INF553 Foundations and Applications of Data Mining

Assignment 3

1. Overview of the Assignment
In Assignment 3, you will complete two tasks. The goal is to let you be familiar with MinHash, Locality
Sensitive Hashing (LSH), and different types of collaborative-filtering recommendation systems. The
dataset you are going to play with is a subset from the Yelp dataset (https://www.yelp.com/dataset) used
in the previous assignments.
2. Assignment Requirements
2.1 Programming Language and Library Requirements
a. You must use Python to implement all tasks. You can only use standard Python libraries (i.e., external
libraries like Numpy or Pandas are not allowed). There will be a 10% bonus for each task (or case) if you
also submit a Scala implementation and both your Python and Scala implementations are correct.

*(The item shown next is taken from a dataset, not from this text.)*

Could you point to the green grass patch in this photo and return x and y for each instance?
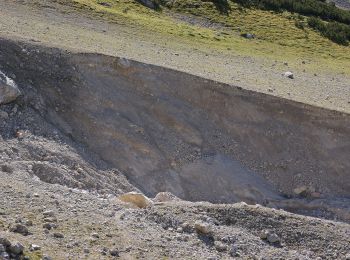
(279, 36)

b. You are required to only use the Spark RDD to understand Spark operations. You will not receive any
point if you use Spark DataFrame or DataSet.
2.2 Programming Environment
We will use Python 3.6, Scala 2.11, and Spark 2.3.2 to test your code. There will be a 20% penalty if we
cannot run your code due to the library version inconsistency.
2.3 Write your own code
Do not share your code with other students!!
We will combine all the code we can find from the Web (e.g., GitHub) as well as other students’ code from
this and other (previous) sections for plagiarism detection. We will report all the detected plagiarism.
2.4 What you need to turn in
Your submission must be a zip file with the naming convention: firstname_lastname_hw3.zip (all
lowercase, e.g., yijun_lin_hw3.zip). You should pack the following required (and optional) files in a folder
named firstname_lastname_hw3 (all lowercase, e.g., yijun_lin_hw3) in the zip file (Figure 1, only the files
in the red boxes are required to submit):
a. [REQUIRED] two Python scripts containing the main function, named:
firstname_lastname_task1.py, firstname_lastname_task2.py
b1. [OPTIONAL] two Scala scripts containing the main function, named:
firstname_lastname_task1.scala, firstname_lastname_task2.scala
b2. [OPTIONAL] one Jar package, named:
firstname_lastname_hw3.jar
c. [OPTIONAL] You can include other scripts to support your programs (e.g., callable functions), but you
need to make sure after unzipping, they are all in the same folder “firstname_lastname_hw3”.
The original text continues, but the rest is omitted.